- Chasing the Green - Effective Product Branding
- October 5, 2009 | Author: Melissa S. LaBauve
- Law Firm: Haynes and Boone, LLP - Houston Office
Green products and services have firmly taken hold in the marketplace. Indeed, the green industry has exploded into a multi-billion dollar phenomenon. As a result, brand owners are struggling with best practices to effectively market their environmentally-friendly products and services, and consumers are burdened with the daunting task of understanding the message associated with green brands, while attempting to decipher varying claims of environmental friendliness. When developing environmentally-friendly branding programs and evaluating strategies for creating new trademarks, brand owners should be mindful of a few practical tips.
Brand owners must beware of the increasing phenomenon of “green gridlock” or “green fatigue” that is beginning to plague the green products industry. The abundance of green claims accompanying products can actually exhaust consumers such that they no longer pay attention to environmental claims. Consequently, it is becoming increasingly important for a brand owner to catch the attention of consumers, especially through creative trademarks and branding strategies.
Overall, there is a tendency for brand owners to adhere to highly descriptive words when naming products or attempting to distinguish services. The result is that there are a multitude of product names, slogans or other indicia that are virtually non-distinguishable. As with any trademark, brand owners should strive to select trademarks that are unique and arbitrary, which provide for easier registration and stronger brand identification compared to merely descriptive marks that may not even qualify for the primary trademark register. For example, the very successful Toyota Prius® trademark does not, on its face, reveal to the consumer that it is a “green” brand. Only through Toyota’s advertising campaign has the mark become associated in the minds of consumers with Toyota’s hybrid car.
After selecting an effective trademark, i.e., one that is not generic or too descriptive to be registered upon initial application, brand owners must next decide how to introduce the product to consumers.
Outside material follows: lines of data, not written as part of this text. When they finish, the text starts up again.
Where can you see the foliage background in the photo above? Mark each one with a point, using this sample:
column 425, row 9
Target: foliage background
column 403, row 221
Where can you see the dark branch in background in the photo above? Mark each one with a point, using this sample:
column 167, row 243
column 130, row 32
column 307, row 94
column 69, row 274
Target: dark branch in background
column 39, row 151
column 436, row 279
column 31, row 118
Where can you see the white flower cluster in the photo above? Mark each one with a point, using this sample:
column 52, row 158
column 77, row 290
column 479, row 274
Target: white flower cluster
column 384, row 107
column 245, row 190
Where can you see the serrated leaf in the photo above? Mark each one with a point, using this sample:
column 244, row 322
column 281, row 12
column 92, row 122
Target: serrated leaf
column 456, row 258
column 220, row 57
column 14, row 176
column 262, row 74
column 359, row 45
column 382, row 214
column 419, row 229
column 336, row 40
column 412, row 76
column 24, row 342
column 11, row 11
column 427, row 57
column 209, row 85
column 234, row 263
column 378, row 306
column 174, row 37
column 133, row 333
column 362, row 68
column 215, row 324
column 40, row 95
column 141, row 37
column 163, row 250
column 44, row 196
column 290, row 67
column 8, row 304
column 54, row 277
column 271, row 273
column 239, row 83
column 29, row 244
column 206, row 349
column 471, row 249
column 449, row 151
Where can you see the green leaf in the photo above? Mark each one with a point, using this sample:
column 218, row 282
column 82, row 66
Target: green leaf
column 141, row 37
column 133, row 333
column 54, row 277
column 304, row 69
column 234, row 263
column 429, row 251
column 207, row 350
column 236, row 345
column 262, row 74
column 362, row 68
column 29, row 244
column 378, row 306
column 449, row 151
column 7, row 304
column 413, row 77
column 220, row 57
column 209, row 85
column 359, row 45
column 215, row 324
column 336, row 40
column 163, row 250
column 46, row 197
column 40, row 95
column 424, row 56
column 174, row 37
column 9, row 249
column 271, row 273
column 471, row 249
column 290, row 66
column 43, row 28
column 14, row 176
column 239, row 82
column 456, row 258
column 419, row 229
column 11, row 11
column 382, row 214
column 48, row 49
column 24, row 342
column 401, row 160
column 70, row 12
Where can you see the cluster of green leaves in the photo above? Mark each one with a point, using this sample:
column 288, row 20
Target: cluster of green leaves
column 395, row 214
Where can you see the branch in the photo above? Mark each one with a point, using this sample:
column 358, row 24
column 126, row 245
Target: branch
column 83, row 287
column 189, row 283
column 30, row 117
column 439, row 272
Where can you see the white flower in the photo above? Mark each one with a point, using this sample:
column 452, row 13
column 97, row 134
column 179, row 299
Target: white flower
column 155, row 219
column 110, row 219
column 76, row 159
Brand owners should avoid initially touting the green benefits of a particular product or service, and instead, highlight other benefits to the consumer, such as saving money, health benefits, or the reasons why the particular product works better than others. For instance, rather than highlighting the benefits of energy efficiency of a light bulb, a brand owner might consider stressing the cost-savings associated with the product as a result of the energy efficiency. Once a benefit is established, the next step is to educate the consumer on how the product or process at issue is environmentally friendly.
In connection with the marketing of a green product or service, a brand owner might be tempted to make “green claims” about their products or services that can be misleading to the consumer, such as claims that overemphasize energy efficiency benefits without sufficient facts to demonstrate the claims being made. In particular, green claims most frequently arise in the toy, baby product, cosmetic, and cleaning product industries.
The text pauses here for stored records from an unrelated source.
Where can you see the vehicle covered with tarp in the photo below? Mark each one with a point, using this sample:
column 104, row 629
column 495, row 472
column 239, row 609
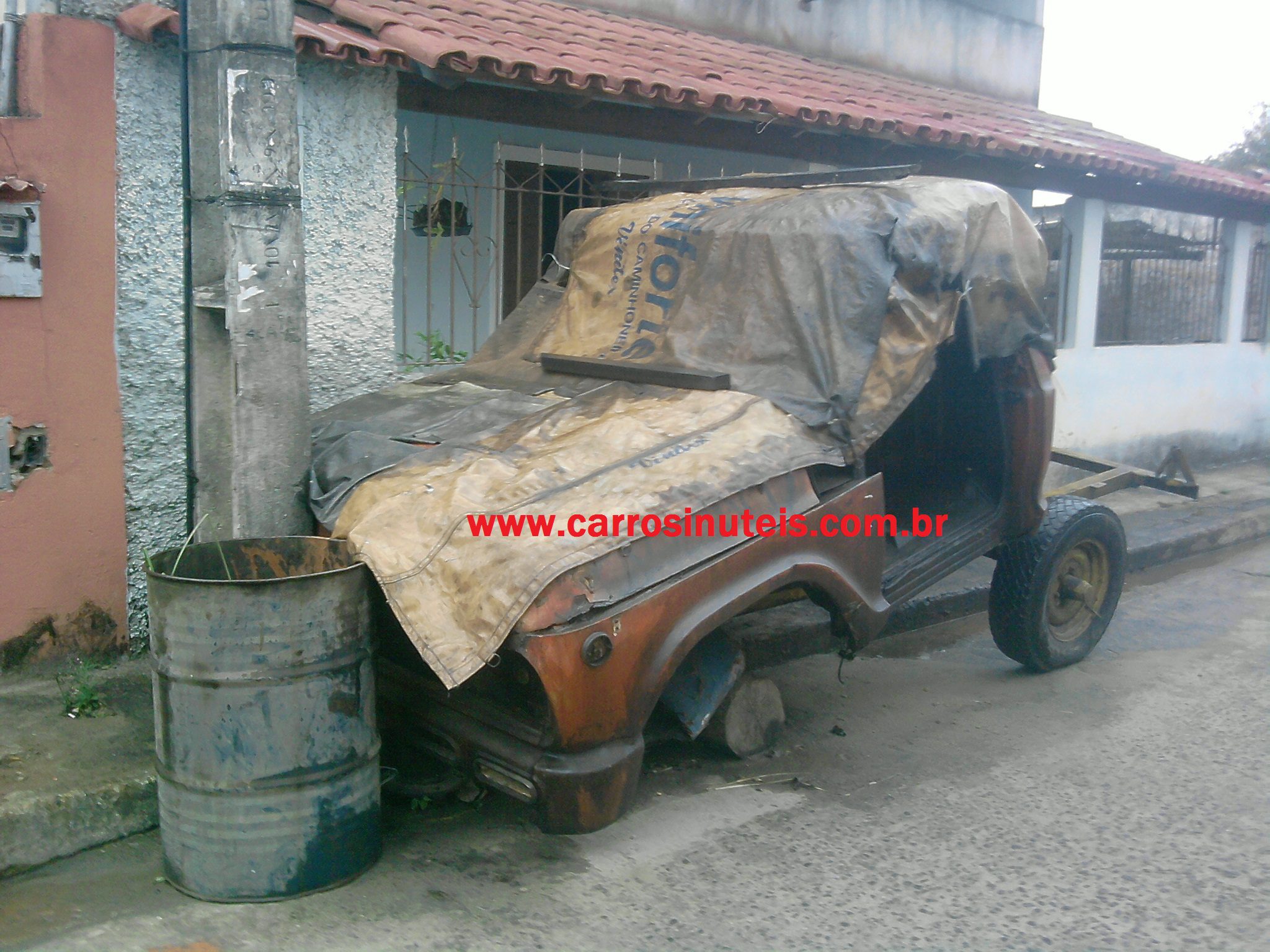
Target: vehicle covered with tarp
column 843, row 352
In order to promote truthful advertising, the Federal Trade Commission (“FTC”) has established some rules related to environmentally-friendly labeling. The FTC has published guidance that cautions against environmental claims that are overly vague or subjective.2 Notably, a brand owner may be tempted to use the terms “natural,” “organic,” or “eco-friendly” in connection with developing the brand identity of a particular product or process. But assertions that certain products contain “natural” ingredients have been criticized as being misleading because even harmful elements can be “natural.” To avoid allegations of vagueness, brand owners should be specific about the advertised benefits of the product.
Another potential pitfall related to “vagueness” is the claim that certain products are made from recycled material. Unless a product contains 100 percent recycled material, the brand owner must specify exactly how much of the product is recycled material.
Genuinely “green” products tend to excel in today’s marketplace. Brand owners can most effectively build brand equity and loyalty in their “green” products by: (1) following the basic rules for selecting trademarks; (2) establishing a branding plan that focuses on how the particular product will benefit the consumer before empowering the consumer with the idea that they can make a difference by using a particular product; and (3) disseminating specific, detailed and truthful information about the product.